Even the violence is pushed into
moments more personal than merely gore, both in the crossing of it with
incredibly black humour and the emphasis on the smaller details that are more painful
to see and imagine. An improvised belly button piercing, another symbol of
growing up for many, is a far more gruesome and cringe worthy effect than if
someone’s head was to be knocked off with a wolf claw like a tennis ball with a
racket. That such extreme images are crossed with the ordinary suits how
puberty and adulthood are strange, almost body horror situations, for both
genders. The taboo and hostility with menstruation and menstrual blood, an
ordinary biological function, is played with as Ginger and Brigitte suggest a
period as a serious injury to a female medical councillor in one extended
scene. STDs are also briefly brought into the lycanthrope metaphors, with quite
ridiculous and leg crossing results, almost turning unintentionally into
something out of Peter Jackson’s Meet
the Feebles (1989), in tone and facial prosthetics, if it wasn’t for the
writer and director pulling it away from goofy ghoulishness.
As has been established in one of
the early reviews for this Halloween season, I have been incredibly cold about
genre films from the 2000s onwards. Part of the problem is not just the technological
side I have delved into before, but also that many of the films are merely repetitions
of previous decades, beyond generic writing of said decades but purposely
copying the films of before in this post-post-modern era, without any sense of
their own personalities or a punch to them. While, on the cusp of the late
1990s, you could argue Ginger Snaps
is closer to that decade, it is the kind of genre film that does catch my breath.
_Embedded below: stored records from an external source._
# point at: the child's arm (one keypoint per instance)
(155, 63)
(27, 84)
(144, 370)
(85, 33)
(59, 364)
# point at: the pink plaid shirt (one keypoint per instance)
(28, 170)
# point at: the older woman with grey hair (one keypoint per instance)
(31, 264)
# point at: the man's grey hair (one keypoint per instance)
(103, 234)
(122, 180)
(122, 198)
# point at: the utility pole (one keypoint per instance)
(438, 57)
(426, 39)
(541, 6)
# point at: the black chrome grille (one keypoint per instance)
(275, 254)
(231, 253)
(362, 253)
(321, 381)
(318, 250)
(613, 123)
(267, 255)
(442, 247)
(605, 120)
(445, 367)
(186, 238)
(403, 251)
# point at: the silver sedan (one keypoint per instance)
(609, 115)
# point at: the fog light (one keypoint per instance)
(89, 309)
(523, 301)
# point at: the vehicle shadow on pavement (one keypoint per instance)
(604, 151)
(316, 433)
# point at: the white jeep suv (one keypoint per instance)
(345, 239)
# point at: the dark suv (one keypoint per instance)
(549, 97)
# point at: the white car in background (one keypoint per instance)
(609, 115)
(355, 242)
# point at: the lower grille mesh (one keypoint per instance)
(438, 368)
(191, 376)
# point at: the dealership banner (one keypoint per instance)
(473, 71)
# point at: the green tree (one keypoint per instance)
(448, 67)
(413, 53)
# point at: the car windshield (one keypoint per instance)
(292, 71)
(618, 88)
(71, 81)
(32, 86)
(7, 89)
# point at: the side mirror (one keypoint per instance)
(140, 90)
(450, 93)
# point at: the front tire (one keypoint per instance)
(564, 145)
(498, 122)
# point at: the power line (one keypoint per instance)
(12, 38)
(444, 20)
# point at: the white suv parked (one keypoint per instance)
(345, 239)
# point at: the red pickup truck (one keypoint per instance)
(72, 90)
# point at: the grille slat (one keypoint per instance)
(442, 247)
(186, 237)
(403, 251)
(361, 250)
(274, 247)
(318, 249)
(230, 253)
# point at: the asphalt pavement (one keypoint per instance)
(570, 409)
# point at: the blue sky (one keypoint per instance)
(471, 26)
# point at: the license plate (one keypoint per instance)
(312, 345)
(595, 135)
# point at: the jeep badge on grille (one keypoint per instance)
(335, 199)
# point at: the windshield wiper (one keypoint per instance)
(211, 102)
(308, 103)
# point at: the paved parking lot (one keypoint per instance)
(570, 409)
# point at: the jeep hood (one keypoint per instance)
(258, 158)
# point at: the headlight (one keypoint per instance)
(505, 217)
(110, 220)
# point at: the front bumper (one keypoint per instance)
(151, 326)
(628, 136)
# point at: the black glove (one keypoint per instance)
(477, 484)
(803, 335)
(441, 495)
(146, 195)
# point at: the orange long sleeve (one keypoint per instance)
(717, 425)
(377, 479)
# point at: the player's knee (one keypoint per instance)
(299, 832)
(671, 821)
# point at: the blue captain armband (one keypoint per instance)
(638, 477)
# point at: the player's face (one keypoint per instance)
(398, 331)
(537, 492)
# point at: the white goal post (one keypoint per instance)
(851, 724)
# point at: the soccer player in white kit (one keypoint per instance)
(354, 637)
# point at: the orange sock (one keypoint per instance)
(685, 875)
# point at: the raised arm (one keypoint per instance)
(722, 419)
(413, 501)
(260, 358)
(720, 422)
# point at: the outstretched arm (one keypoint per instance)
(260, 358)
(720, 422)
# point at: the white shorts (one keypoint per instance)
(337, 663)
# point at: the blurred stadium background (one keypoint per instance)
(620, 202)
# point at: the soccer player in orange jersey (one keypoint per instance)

Not winkingly ironic, not violent for the sake of violence with a pretentious
streak (Martyrs (2008) or The Human Centipede (First Sequence) (2009)),
not an ironic film that pretend to be bad rather than sincere exploitation
(ie. why Canada’s Hobo With A Shotgun
(2011) stands far and above all the tedious ‘Grindhouse’ revival films I’ve
seen in terms of quality), or compromised into being jump-scare structured, 15
certificate/PG-13 repetition of even fan acclaimed films. You can argue Ginger Snaps has the pacing and use of
horror scenes of the later examples, but as stated the director John Fawcett
uses the conventions of 90s horror cinema properly for impact and effect rather
than let them scrape away the rough edges of the film and sanitise it. He is
followed by a very good script by Karen Walton and a solid and remarkable cast
led by Katharine Isabelle and Emily Perkins, the former heading a 2012 film American Mary (by Jen Soska and Sylvia Soska) which I am very
interested to see within the year or so. To ignore this, even if you were to
find it not as good as I did upon viewing it, in favour of more overrated and excessively
quoted films of the last decade is to stick your head in the sand like an
ostrich. The Canadians, even if I’ve seen only a few of their genre films,
apparently got the memo about making films that are actually interesting, from
Cronenberg to this, and make some of their cousins down south look like said
ignorant ostriches with their heads in the ground.